Two years of invasion for Palestinian people, two years of images of mutilated child-bodies and cities reduced to rubble, two years of blocked aid and a forced famine — yet the genocide in Gaza started well beyond two years ago and has not been the only genocide to play out on our social media feeds.
Al Jazeera reporter Somdeep Sen put it best in an article published on June 17, “The world has a dismal record when it comes to recognising – and acting against – crimes against humanity while they are being committed.”
Time and time again, we watch as leaders apologize for the atrocities committed in the world – for not speaking up sooner because somehow the response is always too late. After the damage has been done and the dust is settled.
Apologizing does not bring back the dead.

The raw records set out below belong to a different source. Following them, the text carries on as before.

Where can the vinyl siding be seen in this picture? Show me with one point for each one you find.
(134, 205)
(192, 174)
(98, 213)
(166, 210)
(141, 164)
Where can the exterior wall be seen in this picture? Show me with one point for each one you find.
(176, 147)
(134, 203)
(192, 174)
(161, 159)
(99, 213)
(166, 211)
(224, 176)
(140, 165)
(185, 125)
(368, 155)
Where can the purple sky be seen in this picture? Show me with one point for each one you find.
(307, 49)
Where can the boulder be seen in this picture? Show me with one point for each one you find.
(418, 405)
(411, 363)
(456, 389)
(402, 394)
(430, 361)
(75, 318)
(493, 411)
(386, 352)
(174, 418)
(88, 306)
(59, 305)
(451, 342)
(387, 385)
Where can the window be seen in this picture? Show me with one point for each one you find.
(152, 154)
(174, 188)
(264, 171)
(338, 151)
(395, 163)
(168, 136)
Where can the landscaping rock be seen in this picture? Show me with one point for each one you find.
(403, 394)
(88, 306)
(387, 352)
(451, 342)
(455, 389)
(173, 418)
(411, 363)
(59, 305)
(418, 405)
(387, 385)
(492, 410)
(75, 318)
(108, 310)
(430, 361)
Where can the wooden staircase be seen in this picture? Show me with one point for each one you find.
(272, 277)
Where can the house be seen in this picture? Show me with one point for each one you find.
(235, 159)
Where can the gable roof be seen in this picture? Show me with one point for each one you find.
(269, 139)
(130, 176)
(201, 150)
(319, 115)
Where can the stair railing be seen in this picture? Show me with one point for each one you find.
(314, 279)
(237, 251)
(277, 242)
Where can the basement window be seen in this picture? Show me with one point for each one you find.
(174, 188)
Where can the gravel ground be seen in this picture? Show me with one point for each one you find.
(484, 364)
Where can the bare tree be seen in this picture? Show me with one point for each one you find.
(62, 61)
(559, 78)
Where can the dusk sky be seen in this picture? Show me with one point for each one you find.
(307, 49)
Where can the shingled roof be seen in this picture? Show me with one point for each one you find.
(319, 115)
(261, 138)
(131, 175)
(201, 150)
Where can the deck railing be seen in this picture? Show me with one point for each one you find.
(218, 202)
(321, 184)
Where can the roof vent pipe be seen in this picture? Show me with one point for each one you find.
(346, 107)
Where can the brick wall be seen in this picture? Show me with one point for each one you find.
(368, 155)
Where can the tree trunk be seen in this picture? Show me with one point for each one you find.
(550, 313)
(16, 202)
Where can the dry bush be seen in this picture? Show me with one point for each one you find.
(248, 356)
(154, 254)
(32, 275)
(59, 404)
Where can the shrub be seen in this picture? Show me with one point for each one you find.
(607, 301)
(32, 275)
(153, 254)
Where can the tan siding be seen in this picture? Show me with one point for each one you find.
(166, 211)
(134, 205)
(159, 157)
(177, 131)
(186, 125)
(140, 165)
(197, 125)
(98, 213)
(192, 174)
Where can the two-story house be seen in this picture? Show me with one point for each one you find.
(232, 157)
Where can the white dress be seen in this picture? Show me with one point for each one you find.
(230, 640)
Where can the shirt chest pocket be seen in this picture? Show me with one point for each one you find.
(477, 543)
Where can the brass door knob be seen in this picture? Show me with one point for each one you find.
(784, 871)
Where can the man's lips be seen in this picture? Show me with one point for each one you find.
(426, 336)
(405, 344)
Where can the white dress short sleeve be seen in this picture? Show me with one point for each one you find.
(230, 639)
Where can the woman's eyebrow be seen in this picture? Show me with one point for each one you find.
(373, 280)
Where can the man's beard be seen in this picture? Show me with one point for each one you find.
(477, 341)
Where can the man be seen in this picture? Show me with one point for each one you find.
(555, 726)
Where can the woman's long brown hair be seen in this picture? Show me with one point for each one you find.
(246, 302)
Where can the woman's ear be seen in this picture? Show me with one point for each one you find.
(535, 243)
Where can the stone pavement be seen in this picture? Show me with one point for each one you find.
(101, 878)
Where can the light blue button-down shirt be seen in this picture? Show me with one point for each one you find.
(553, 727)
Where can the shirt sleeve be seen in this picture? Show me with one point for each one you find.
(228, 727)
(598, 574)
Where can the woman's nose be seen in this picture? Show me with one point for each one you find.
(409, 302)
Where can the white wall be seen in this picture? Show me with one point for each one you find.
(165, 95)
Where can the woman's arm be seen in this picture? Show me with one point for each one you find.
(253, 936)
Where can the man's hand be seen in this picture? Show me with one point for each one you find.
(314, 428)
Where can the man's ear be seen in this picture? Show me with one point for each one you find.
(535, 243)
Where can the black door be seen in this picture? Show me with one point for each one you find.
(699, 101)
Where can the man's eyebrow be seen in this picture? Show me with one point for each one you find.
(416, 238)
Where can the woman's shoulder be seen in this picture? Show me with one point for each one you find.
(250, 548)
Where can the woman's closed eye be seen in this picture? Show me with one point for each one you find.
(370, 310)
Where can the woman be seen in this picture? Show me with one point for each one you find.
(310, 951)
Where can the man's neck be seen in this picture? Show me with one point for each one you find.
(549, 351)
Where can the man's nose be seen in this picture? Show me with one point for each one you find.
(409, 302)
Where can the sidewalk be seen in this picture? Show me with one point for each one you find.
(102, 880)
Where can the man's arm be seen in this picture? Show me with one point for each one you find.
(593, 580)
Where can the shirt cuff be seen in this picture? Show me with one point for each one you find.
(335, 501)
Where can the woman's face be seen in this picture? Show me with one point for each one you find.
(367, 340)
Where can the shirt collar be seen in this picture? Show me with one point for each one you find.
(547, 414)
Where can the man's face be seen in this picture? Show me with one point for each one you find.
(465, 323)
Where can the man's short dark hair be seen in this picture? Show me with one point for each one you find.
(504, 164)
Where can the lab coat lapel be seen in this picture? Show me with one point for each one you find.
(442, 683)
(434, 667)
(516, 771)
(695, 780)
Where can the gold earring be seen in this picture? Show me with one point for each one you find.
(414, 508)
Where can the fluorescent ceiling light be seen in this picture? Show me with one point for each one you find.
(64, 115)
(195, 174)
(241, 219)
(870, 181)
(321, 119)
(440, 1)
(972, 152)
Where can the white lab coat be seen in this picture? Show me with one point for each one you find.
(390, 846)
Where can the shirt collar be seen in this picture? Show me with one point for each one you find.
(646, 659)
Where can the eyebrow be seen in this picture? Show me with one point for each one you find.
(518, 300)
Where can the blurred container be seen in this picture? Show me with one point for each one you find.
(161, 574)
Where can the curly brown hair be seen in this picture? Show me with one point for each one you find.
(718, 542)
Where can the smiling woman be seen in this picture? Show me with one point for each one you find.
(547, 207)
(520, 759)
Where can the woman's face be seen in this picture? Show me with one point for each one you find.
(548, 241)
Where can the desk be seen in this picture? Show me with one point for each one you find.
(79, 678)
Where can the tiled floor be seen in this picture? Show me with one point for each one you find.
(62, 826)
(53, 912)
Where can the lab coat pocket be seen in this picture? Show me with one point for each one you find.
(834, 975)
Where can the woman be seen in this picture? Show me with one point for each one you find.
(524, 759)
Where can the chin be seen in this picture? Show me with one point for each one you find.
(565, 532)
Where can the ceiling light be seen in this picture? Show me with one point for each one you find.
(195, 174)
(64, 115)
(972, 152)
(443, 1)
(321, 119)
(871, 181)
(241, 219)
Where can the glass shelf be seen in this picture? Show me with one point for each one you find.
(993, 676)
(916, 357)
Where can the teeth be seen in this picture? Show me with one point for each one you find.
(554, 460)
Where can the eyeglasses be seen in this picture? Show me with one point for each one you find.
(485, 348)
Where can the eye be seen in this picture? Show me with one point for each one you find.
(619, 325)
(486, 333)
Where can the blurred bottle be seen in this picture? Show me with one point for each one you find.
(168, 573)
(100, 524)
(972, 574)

Apologies do not wash the eyes of society to the sight of children targeted by snipers, the sight of burned corpses and the trauma endured by survivors.
Article II of the Convention on the Prevention and Punishment of the Crime of Genocide by the U.N. examines genocide through these set of lenses: the killing or causing of serious bodily harm or mental duress to a group of people, deliberately inflicting negative conditions intended to physical destroy a part or whole of a group, forceful transfer of children between groups and imposing measures that restrict birth.
By looking at how the U.N. defines genocide and opening that lens to the larger world around us, we become aware of the silent genocides in the world and targeted assaults here in our own nation.
The first steps to committing a genocide against people is social death. By reducing the capacity of the world to care for a group of people you prime them for killing, taking away their humanity and reducing the empathetic response from others. Social death is carried out in multiple ways and in the genocide against the Palestinian people it has been situated around Hamas, the great boogeyman extremist group.
To reduce Palestinian people as a whole to an extremist group, Israeli officials and Zionists have created conversations centered around Hamas as a recognized militia force for the people in the Gaza Strip. However, that is not the truth, and when lies of Hamas brutally harming innocent civilians, using headlines such as “40 beheaded babies” were made by an Israeli spokesperson, it spread across social media like wildfire reaching the White House. A false crime committed by Hamas, became the badge of depravity worn by all Palestinian people.
When asked to clarify or even correct the accusations, Israeli officials did nothing and even attempted to play into the lie. Fake headlines and deaths meant more to the world, meant more to actors like Jamie Lee Curtis and leaders like Joe Biden, that they became dissenters of a lie.
The real violence in Gaza however, was overlooked, “Hamas started it” became the justification for slaughter. As if every single Palestinian was a member of Hamas, as if they called for their own genocide.

Graphic by Jazmine Greene/The Rider News
In Haiti, the world is made to ignore the genocide by creating the narrative that the nation is plagued solely by gang violence and infighting. Ignore the years of purposeful involvement from the United States, the strategic impoverishment of the French forcing a nation to pay for its independence and the occupation of foreign military troops in the nation. “The crimes of Haiti are its own to bear.” For Sudan the civil war is only examined as a national issue of the people despite the United Arab Emirates supplying the Rapid Support Forces with the finances and arsenal to carry out a famine and genocide in Darfur and being called out for enabling genocide.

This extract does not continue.